Tagged: Pomeranz

Film and TV1 reading reflection

Select from one of the readings from week 1 or 2 and briefly describe two points that you have taken from that reading. Points that excite you, something that was completely new to you

Millard, K. 2006, Writing for the Screen: Beyond the Gospel of Story, Scan Journal, Vol 3, Number 2.

Reading Millard’s text felt a lot like learning about Grammar to me. Where she highlights the cliches to avoid and the rules to follow when writing for the screen and then goes on to advocate breaking those rules but only when you know how to. Like ‘Never start a sentence with Because or And’ etc.

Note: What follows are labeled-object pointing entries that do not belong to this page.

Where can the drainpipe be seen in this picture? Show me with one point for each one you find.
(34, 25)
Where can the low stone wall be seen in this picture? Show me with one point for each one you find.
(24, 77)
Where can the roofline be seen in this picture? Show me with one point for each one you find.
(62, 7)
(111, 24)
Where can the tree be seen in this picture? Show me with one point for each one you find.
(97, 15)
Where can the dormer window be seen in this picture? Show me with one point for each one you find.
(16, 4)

To me it seemed that Millard was trying to convey the invaluable quality that cinema affords the creator in it’s ability to capture magic. Millard quotes Pomeranz (2006) in saying that “Cinema has certain qualities, and it’s the image. Sometimes this image has its own breathing or tempo. It has to linger, and will linger because you want to have more”. From my understand Millard is highlighting that part of cinema is rolling the camera and being available to capture as much as possible; that you can craft the perfect script and exercise maximum control over every element of the shoot, but that if you are not open to lightning striking and moving with the unexpected to discover new things, you wont be doing your art justice.

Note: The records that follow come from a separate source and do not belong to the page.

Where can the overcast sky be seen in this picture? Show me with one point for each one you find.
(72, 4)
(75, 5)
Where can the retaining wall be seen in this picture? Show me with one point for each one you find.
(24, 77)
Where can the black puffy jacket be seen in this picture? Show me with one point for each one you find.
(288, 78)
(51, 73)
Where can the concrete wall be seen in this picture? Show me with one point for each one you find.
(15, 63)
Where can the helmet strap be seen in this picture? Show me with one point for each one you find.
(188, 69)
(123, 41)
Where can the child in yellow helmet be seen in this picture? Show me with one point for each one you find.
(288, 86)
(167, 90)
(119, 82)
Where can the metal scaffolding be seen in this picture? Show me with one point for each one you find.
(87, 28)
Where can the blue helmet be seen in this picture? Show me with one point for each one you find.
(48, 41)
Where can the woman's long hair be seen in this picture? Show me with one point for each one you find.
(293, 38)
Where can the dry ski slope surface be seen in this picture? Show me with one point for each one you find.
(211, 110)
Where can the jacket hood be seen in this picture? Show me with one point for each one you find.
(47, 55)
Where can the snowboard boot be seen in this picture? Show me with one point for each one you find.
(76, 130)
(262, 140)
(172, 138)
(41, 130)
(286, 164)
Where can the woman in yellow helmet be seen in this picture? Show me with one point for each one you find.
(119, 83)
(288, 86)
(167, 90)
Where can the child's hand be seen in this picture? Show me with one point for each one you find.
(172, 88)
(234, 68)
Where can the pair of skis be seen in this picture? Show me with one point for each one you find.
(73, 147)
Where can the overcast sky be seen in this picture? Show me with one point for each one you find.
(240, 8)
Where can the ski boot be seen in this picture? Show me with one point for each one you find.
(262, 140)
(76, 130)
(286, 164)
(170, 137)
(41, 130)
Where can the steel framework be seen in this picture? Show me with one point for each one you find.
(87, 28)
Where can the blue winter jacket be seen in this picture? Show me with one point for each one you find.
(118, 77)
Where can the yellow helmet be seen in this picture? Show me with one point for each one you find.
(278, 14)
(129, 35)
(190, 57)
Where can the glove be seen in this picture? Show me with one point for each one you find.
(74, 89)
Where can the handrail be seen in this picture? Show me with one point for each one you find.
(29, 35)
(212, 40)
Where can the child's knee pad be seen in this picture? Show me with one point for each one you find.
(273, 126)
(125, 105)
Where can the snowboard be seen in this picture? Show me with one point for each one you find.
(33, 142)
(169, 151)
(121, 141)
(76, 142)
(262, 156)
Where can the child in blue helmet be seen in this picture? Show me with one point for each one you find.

As someone who aspires to create art in some capacity I don’t think i’m alone in finding it difficult to relinquish the notion of control lest it means also relinquishing the sense of ownership to the work that I am entitled to feel. Millard confronts that impulse in me, and encourages the rational understanding of the potential benefit of fresh eyes and random influence and collaboration whether with other people or just with running with the real life interruptions to planned activities.

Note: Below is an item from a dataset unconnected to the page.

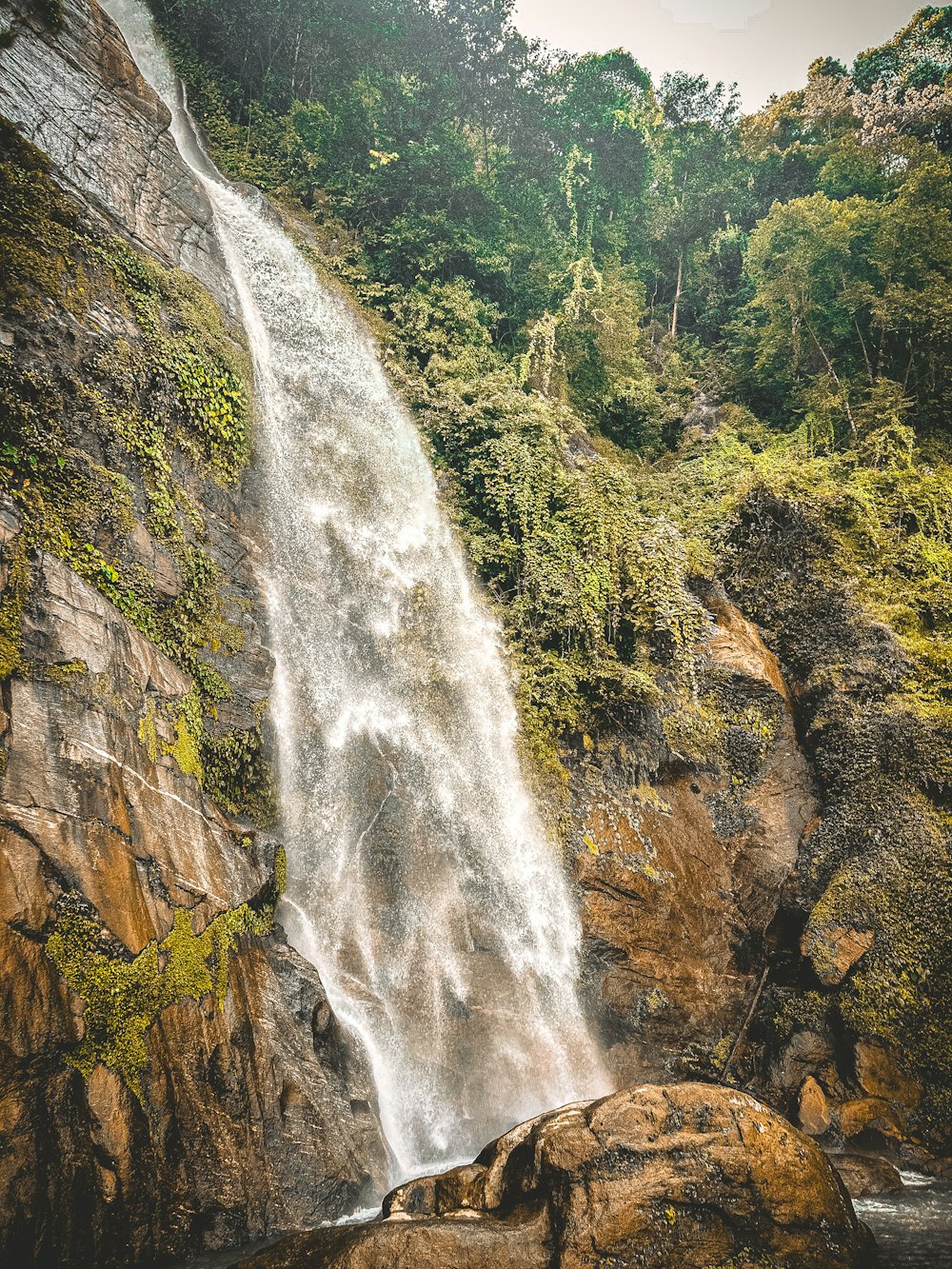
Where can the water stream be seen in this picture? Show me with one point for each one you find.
(421, 882)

Millard also quotes McKee, and if i’m honest i’m not sure I have a complete grasp of Millard or McKee’s assertions. McKee is quoted with “While the ever-expanding reach of the media now gives us the stories to send beyond borders and languages to hundreds of millions, the overall quality of storytelling is eroding… The art of story is in decay, and as Aristotle observed twenty three hundred years ago, when storytelling goes bad, the result is decadence.” (1997)

I am not sure whether ‘The art of story is in decay’ is a comment on the decline in quality of story, or if it is that artfulness is found by exploring the grittiness of life. In fact, I have discovered through the help of my friend wikipedia that I have had a very limited understanding of the word decadence to mean indulgence and excess and never appreciate it’s origin being decay. I am going to have to think on what this quote means more… It struck me originally and I took it to be a comment on an overexposure to stories, leads to an overexposure to bad stories and we as a public are conditioned to accept and expect stories to follow these poor models…

I’ll return to this, I’m not convinced I understand exactly what Millard is intending with this quote yet.